Members of the D.C. community have said this week that they are hoping to build off the momentum of a viral online petition to protect the city’s indigenous go-go music, which combines elements of funk, hip-hop, soul and other styles.
Community activist and author Ronald Moten and Howard University assistant professor Natalie Hopkinson created the Change.org petition last week, after the owner of a Metro PCS storefront was reportedly instructed to stop playing go-go music outside his store.
@MotenSpeaks and I just posted this update to our #DontMuteDC go-go petition, which reached 72K signatures! Overjoyed at outpouring of support and especially seeing people take to the streets. Why I love DC. The music is back on, and here's what's next: https://t.co/xZtnMSnroV
— Natalie Hopkinson (@NatHopkinson) April 12, 2019
Although the music has since returned to the intersection of Georgia and Florida avenues in the Shaw neighborhood ― known for decades as a hub for the sounds of go-go ― Moten and Hopkinson shared an update to the campaign on Friday, noting their ideas for next steps to “empower black businesses and youth and protect black culture,” the petition read.
Their newly revised online campaign includes efforts to document black cultural businesses in D.C., create forums to bring together new and longtime city residents and fundraising efforts toward a digital streaming platform showcasing go-go music.
The initial petition came about after Donald Campbell, the owner of a Metro PCS vendor known as Central Communications, said he was directed by higher-ups at T-Mobile, which acquired Metro PCS, to stop playing go-go music outdoors about a month ago, according to local news outlet DCist. Campbell told the publication that T-Mobile had reportedly received a noise complaint from a resident of a nearby luxury apartment complex.
But Hopkinson, a D.C. resident and author of “Go-Go Live: The Musical Life and Death of a Chocolate City,” told HuffPost that the noise complaint in question is just one example of a larger issue.
“As somebody who lives in the neighborhood, I know that this is a daily occurrence,” she said. “These sort of aggressions, these sort of tensions, are a daily, everyday occurrence.”
She continued: “You’re faced with something that’s different — or maybe you don’t understand ― the instinct is to just to try to get rid of them, erase them, and move on, and continue to march toward whatever D.C. it is that you envisioned in your mind that doesn’t seem to involve black people or black businesses.”
Last month, the National Community Reinvestment Coalition released a study identifying Washington, D.C., as having the highest percentage of gentrifying neighborhoods in the U.S. between 2000 and 2013, with 20,000 black residents displaced.
While we applaud everyone for showing up for #DontMuteDC (we were out there to) we do have some things that must to be said now that we know DC can mobilize thousands by word of mouth. https://t.co/yJ1PAb3gD9
— BlackLivesMatter DC (@DMVBlackLives) April 12, 2019
The absence of Campbell’s collection of go-go music, which he has been cranking at that intersection since 1995, sparked outrage among residents who argued that the removal was yet another symbol of how gentrification often strips away black culture in D.C., once affectionately known as the “Chocolate City.”
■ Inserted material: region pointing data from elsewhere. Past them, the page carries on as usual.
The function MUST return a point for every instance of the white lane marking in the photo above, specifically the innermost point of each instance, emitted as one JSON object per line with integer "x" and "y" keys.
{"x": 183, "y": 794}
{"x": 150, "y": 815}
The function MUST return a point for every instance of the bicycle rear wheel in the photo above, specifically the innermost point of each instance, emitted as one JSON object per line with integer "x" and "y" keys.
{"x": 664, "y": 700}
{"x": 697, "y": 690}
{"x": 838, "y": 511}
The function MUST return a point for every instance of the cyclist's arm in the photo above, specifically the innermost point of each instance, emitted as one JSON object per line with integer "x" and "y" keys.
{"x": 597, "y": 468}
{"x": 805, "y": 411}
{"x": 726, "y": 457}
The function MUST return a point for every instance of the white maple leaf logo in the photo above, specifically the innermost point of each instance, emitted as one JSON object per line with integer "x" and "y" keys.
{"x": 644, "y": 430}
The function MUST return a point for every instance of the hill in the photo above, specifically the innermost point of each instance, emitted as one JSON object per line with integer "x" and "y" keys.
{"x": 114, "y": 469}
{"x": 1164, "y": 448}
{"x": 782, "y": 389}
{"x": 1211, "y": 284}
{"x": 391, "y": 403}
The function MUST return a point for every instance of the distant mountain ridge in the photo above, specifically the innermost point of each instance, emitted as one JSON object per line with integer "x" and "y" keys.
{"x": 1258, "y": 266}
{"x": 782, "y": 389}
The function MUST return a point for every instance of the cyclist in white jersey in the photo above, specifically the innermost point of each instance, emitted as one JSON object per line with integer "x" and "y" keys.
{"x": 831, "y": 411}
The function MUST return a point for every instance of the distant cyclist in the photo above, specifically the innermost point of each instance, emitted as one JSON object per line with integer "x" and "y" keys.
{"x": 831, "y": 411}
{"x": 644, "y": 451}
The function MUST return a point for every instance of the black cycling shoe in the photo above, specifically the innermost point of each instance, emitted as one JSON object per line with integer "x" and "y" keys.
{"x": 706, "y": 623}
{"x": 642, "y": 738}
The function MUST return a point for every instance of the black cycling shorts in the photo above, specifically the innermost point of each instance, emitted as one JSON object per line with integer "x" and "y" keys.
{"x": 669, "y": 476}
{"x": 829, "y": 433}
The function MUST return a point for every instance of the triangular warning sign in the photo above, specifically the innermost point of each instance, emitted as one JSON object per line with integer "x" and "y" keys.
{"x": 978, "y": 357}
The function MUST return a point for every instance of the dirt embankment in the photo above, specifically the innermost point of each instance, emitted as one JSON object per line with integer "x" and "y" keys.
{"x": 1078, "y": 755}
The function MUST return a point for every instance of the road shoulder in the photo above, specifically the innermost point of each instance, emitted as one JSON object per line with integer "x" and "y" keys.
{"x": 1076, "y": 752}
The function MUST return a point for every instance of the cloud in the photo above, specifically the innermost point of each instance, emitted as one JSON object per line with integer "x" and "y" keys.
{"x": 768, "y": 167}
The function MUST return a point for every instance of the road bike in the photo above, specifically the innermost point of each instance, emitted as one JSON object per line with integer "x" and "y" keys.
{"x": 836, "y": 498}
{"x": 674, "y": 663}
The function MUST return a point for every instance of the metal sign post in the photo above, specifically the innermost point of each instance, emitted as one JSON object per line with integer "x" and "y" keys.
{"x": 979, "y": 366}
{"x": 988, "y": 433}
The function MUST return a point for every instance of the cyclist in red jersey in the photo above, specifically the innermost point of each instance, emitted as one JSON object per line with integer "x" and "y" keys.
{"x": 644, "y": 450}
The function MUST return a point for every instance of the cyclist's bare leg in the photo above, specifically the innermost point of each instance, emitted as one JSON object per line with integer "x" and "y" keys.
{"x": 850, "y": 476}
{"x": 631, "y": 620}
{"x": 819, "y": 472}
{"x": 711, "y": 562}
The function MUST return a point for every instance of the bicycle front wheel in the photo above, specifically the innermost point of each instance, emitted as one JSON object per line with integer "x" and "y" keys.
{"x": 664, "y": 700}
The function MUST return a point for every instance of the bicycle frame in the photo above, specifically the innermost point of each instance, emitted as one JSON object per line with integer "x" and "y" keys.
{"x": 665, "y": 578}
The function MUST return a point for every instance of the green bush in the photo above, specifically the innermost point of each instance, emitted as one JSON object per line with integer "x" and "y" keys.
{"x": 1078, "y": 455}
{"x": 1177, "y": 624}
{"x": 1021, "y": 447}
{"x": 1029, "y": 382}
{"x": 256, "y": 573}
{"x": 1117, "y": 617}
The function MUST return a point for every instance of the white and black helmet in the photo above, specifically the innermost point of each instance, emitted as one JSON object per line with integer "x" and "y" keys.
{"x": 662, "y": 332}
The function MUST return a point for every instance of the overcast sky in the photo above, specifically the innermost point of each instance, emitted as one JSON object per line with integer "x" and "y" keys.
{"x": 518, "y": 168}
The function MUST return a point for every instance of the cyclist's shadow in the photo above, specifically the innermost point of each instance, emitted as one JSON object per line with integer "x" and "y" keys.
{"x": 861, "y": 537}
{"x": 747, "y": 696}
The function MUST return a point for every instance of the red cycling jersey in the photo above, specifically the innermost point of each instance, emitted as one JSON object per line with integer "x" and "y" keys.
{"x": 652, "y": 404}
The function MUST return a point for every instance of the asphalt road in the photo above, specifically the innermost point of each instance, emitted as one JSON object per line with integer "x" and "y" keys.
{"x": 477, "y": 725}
Campbell told The Washington Post that he has remained in compliance with noise ordinance laws despite an increase in complaints in recent years.
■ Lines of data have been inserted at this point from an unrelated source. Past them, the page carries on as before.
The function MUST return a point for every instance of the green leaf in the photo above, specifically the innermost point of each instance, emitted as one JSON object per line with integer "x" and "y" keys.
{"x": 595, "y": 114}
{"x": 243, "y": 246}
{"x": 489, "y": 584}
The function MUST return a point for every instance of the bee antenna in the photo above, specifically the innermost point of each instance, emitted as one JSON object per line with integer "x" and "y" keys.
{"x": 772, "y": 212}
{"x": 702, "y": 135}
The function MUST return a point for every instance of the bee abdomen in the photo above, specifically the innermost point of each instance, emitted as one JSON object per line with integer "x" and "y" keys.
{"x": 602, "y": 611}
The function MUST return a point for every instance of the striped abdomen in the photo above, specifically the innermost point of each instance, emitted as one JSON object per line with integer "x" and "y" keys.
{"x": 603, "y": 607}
And although at least one D.C. native and former Howard University student, Anita Norman, who is the area’s Advisory Neighborhood Commission representative, told DCist that the go-go music has played at an “excessive volume,” she has also acknowledged that the volumes have remained in compliance ― as D.C. elected officials have also stated.
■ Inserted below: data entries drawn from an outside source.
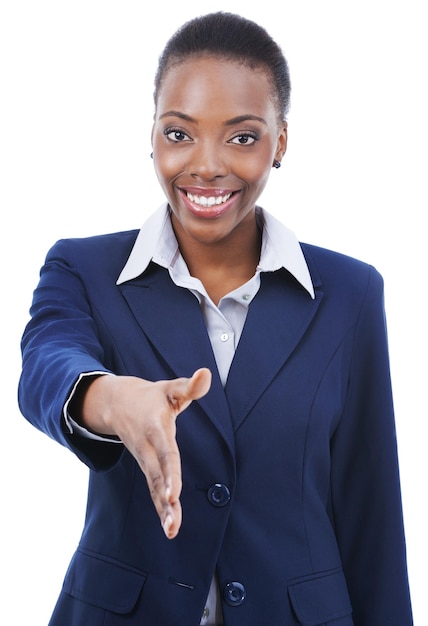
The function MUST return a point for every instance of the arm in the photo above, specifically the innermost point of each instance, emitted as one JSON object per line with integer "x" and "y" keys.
{"x": 61, "y": 342}
{"x": 365, "y": 479}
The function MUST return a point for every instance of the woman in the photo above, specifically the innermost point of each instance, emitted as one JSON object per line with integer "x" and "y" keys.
{"x": 219, "y": 377}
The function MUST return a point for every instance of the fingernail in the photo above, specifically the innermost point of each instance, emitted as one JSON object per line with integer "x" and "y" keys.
{"x": 167, "y": 524}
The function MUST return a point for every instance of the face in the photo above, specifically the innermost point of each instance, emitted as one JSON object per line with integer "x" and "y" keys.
{"x": 215, "y": 137}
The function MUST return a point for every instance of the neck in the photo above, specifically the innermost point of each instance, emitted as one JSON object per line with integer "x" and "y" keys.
{"x": 222, "y": 265}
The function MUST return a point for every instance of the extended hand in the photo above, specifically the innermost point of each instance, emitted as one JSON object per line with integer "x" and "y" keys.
{"x": 143, "y": 415}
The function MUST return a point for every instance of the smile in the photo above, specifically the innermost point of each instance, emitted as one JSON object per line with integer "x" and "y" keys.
{"x": 208, "y": 201}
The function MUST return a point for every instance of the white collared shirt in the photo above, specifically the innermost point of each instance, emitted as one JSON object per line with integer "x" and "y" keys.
{"x": 156, "y": 242}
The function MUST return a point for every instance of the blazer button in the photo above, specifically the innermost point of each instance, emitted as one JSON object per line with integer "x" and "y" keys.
{"x": 218, "y": 495}
{"x": 234, "y": 594}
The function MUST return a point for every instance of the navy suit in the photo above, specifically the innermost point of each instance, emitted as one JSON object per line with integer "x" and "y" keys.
{"x": 290, "y": 475}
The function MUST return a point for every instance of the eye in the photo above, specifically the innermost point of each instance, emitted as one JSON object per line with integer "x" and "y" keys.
{"x": 176, "y": 135}
{"x": 244, "y": 139}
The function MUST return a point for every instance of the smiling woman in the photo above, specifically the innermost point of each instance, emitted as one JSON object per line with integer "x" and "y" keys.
{"x": 216, "y": 138}
{"x": 227, "y": 386}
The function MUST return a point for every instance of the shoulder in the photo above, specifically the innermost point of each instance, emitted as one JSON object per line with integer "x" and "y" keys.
{"x": 330, "y": 267}
{"x": 106, "y": 253}
{"x": 348, "y": 285}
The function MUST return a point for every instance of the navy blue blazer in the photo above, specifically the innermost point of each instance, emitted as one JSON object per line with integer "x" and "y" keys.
{"x": 290, "y": 476}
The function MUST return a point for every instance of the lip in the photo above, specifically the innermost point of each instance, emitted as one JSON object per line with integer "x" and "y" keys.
{"x": 208, "y": 212}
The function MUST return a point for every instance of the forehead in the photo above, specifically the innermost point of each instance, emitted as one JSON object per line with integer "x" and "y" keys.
{"x": 204, "y": 83}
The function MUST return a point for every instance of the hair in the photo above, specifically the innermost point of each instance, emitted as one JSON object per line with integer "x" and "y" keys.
{"x": 231, "y": 37}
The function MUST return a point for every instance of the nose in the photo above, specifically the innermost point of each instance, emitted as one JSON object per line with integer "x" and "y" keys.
{"x": 208, "y": 161}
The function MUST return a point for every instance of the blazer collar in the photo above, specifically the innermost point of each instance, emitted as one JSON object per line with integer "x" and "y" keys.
{"x": 171, "y": 318}
{"x": 156, "y": 241}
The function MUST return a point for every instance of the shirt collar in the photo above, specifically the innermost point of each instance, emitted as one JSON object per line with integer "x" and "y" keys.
{"x": 156, "y": 242}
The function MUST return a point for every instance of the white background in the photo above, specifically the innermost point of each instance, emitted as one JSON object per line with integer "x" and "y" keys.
{"x": 76, "y": 107}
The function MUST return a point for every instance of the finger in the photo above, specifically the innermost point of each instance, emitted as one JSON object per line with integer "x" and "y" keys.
{"x": 163, "y": 475}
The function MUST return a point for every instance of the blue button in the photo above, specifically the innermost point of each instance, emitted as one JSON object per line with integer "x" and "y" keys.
{"x": 234, "y": 594}
{"x": 218, "y": 495}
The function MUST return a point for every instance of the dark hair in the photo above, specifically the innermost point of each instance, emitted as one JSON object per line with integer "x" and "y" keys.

In the days following a Howard University student’s tweet about the absence of go-go music at the Shaw intersection on April 7, community members organized music celebrations and a number of demonstrations in support of Central Communications, using the hashtag #DontMuteDC to promote the protests on Twitter.
As DCist reported, groups collaborated on Monday to organize an “Emergency Go-Go Protest” rally at the storefront, which is located on a block called “Chuck Brown Way,” named after the “Godfather of Go-Go” Chuck Brown.
I’m not a fan of gogo but the dudes down at Metro PCS on Georgia have stopped playing their music. Apparently, the new yt neighbors were complaining about the “noise”. Simply saying gentrification is sickening is an understatement.